University of Pennsylvania, Philadelphia, Pennsylvania; National Cancer Center/National Clinical Research Center for Cancer/Cancer Hospital, Chinese Academy of Medical Sciences and Peking Union Medical College, Beijing, China.
University of Pennsylvania, Philadelphia, Pennsylvania.
Int J Radiat Oncol Biol Phys. 2019 Oct 1;105(2):440-447. doi: 10.1016/j.ijrobp.2019.06.009. Epub 2019 Jun 13.
Xerostomia commonly occurs in patients who undergo head and neck radiation therapy and can seriously affect patients' quality of life. In this study, we developed a xerostomia prediction model with radiation treatment data using a 3-dimensional (3D) residual convolutional neural network (rCNN). The model can be used to guide radiation therapy to reduce toxicity.
A total of 784 patients with head and neck squamous cell carcinoma enrolled in the Radiation Therapy Oncology Group 0522 clinical trial were included in this study.
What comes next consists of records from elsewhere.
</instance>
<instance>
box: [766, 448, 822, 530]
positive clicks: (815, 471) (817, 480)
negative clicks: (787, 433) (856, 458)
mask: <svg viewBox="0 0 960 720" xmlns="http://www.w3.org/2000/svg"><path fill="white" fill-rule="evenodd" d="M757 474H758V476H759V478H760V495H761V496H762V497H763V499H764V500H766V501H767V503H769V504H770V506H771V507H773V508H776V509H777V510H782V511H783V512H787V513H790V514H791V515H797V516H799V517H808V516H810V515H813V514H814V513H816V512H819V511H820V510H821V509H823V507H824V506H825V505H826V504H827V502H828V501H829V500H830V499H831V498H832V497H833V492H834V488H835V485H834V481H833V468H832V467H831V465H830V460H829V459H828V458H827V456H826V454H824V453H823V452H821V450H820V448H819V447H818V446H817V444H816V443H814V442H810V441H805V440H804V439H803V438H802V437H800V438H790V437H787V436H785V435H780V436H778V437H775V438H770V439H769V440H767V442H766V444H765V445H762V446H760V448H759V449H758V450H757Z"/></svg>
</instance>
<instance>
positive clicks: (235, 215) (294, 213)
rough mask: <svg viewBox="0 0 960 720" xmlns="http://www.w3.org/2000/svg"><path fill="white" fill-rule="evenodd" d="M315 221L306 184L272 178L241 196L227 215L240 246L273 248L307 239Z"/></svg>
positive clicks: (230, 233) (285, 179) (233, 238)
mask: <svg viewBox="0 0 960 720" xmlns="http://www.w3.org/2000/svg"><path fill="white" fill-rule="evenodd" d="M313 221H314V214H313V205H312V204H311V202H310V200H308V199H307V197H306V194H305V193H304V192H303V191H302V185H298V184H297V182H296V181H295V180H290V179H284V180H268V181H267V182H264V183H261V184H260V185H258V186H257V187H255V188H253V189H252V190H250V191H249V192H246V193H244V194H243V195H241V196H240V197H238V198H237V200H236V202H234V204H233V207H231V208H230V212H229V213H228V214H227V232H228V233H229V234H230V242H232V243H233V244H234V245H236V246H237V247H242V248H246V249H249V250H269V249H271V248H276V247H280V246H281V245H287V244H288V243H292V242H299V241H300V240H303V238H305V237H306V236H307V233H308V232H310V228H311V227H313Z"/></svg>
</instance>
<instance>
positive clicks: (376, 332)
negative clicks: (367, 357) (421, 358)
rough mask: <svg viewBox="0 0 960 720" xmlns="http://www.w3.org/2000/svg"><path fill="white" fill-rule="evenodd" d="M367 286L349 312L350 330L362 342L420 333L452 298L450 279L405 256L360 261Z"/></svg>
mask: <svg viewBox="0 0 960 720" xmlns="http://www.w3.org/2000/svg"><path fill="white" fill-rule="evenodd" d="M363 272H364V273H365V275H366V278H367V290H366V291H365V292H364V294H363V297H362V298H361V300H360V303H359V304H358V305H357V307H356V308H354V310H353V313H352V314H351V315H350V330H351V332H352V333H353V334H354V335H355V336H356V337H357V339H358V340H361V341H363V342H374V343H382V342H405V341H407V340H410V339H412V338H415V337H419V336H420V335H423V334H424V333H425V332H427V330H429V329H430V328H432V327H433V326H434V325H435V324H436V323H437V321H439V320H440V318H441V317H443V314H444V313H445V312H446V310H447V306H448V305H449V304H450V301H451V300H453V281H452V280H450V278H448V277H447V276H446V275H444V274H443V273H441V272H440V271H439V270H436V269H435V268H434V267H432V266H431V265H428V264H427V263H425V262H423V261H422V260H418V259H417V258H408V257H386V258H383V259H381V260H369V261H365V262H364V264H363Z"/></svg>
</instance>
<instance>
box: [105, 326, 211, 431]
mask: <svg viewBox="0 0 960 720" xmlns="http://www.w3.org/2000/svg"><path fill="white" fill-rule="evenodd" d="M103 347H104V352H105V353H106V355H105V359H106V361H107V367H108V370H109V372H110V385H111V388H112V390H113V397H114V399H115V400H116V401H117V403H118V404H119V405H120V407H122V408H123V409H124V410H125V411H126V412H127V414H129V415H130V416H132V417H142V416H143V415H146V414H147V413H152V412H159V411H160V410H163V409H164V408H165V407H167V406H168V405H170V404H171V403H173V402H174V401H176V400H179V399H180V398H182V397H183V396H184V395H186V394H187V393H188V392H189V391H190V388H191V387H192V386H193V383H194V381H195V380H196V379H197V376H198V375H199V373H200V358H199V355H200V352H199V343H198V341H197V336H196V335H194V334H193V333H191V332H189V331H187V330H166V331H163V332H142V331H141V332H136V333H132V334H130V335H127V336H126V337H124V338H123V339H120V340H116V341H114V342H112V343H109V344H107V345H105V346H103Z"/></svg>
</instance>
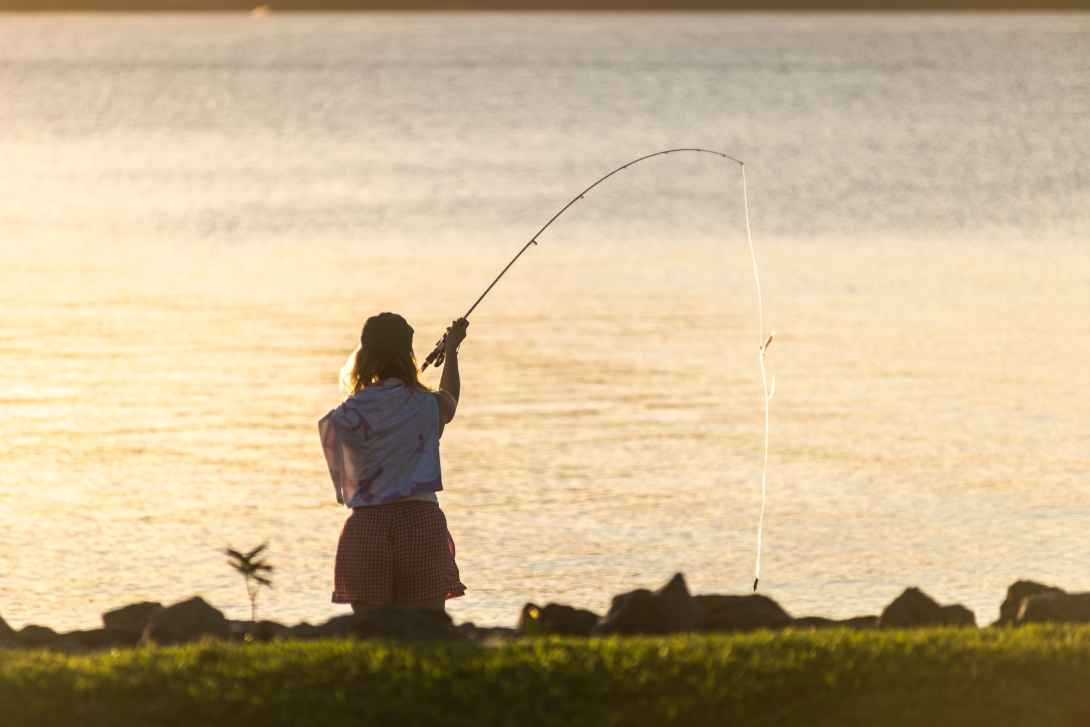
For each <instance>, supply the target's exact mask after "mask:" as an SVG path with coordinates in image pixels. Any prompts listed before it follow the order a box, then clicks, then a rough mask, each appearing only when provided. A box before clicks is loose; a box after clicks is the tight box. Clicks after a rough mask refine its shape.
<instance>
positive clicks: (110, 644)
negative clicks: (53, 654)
mask: <svg viewBox="0 0 1090 727" xmlns="http://www.w3.org/2000/svg"><path fill="white" fill-rule="evenodd" d="M140 637H141V634H140V633H137V632H135V631H132V630H130V629H89V630H87V631H70V632H68V633H64V634H61V640H62V642H63V645H64V646H65V647H66V649H68V650H70V651H97V650H102V649H131V647H132V646H135V645H136V642H138V641H140Z"/></svg>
Late xerostomia is defined as xerostomia of grade ≥2 occurring in the 12th month of radiation therapy. The computed tomography (CT) planning images, 3D dose distributions, and contours of the parotid and submandibular glands were included as 3D rCNN inputs. Comparative experiments were performed for the 3D rCNN model without 1 of the 3 inputs and for the logistic regression model. Accuracy, sensitivity, specificity, F-score, and area under the receiver operator characteristic curve were evaluated.
The proposed model achieved promising prediction results. The performance metrics for 3D rCNN model with contour, CT images, and radiation therapy dose; 3D rCNN without contour; 3D rCNN without CT images; 3D rCNN without the dose; logistic regression with the dose and clinical parameters; and logistic regression without clinical parameters were as follows: accuracy: 0.76, 0.74, 0.73, 0.65, 0.64, and 0.56; sensitivity: 0.76, 0.72, 0.77, 0.59, 0.72, and 0.75; specificity: 0.76, 0.76, 0.71, 0.69, 0.59, and 0.43; F-score: 0.70, 0.68, 0.69, 0.56, 0.60, and 0.57; and area under the receiver operator characteristic curve: 0.84, 0.82, 0.78, 0.70, 0.74, and 0.68, respectively.
The proposed model uses 3D rCNN filters to extract low- and high-level spatial features and to achieve promising performance. This is a potentially effective model for predicting objective toxicity for supporting clinical decision making.
口干症常发生于接受头颈部放射治疗的患者,严重影响患者的生活质量。本研究采用三维(3D)残差卷积神经网络(rCNN),利用放射治疗数据建立口干症预测模型,以指导放射治疗降低毒性。
本研究共纳入接受放射治疗肿瘤组 0522 临床试验的 784 例头颈部鳞状细胞癌患者。迟发性口干症定义为放射治疗第 12 个月出现≥2 级口干症。将 CT 规划图像、3D 剂量分布和腮腺及颌下腺轮廓作为 3D rCNN 的输入。比较了没有 3 个输入中的 1 个输入的 3D rCNN 模型和逻辑回归模型的性能。评估准确性、敏感性、特异性、F 分数和接收器操作特性曲线下面积。
提出的模型取得了有希望的预测结果。具有轮廓、CT 图像和放射治疗剂量的 3D rCNN 模型、无轮廓的 3D rCNN、无 CT 图像的 3D rCNN、无剂量的 3D rCNN、具有剂量和临床参数的逻辑回归以及无临床参数的逻辑回归的性能指标分别为:准确性:0.76、0.74、0.73、0.65、0.64 和 0.56;敏感性:0.76、0.72、0.77、0.59、0.72 和 0.75;特异性:0.76、0.76、0.71、0.69、0.69 和 0.43;F 分数:0.70、0.68、0.69、0.56、0.60 和 0.57;以及接收器操作特性曲线下面积:0.84、0.82、0.78、0.70、0.74 和 0.68。
该模型使用 3D rCNN 滤波器提取低水平和高水平的空间特征,取得了令人满意的性能。这是一种预测客观毒性的潜在有效模型,可为支持临床决策提供帮助。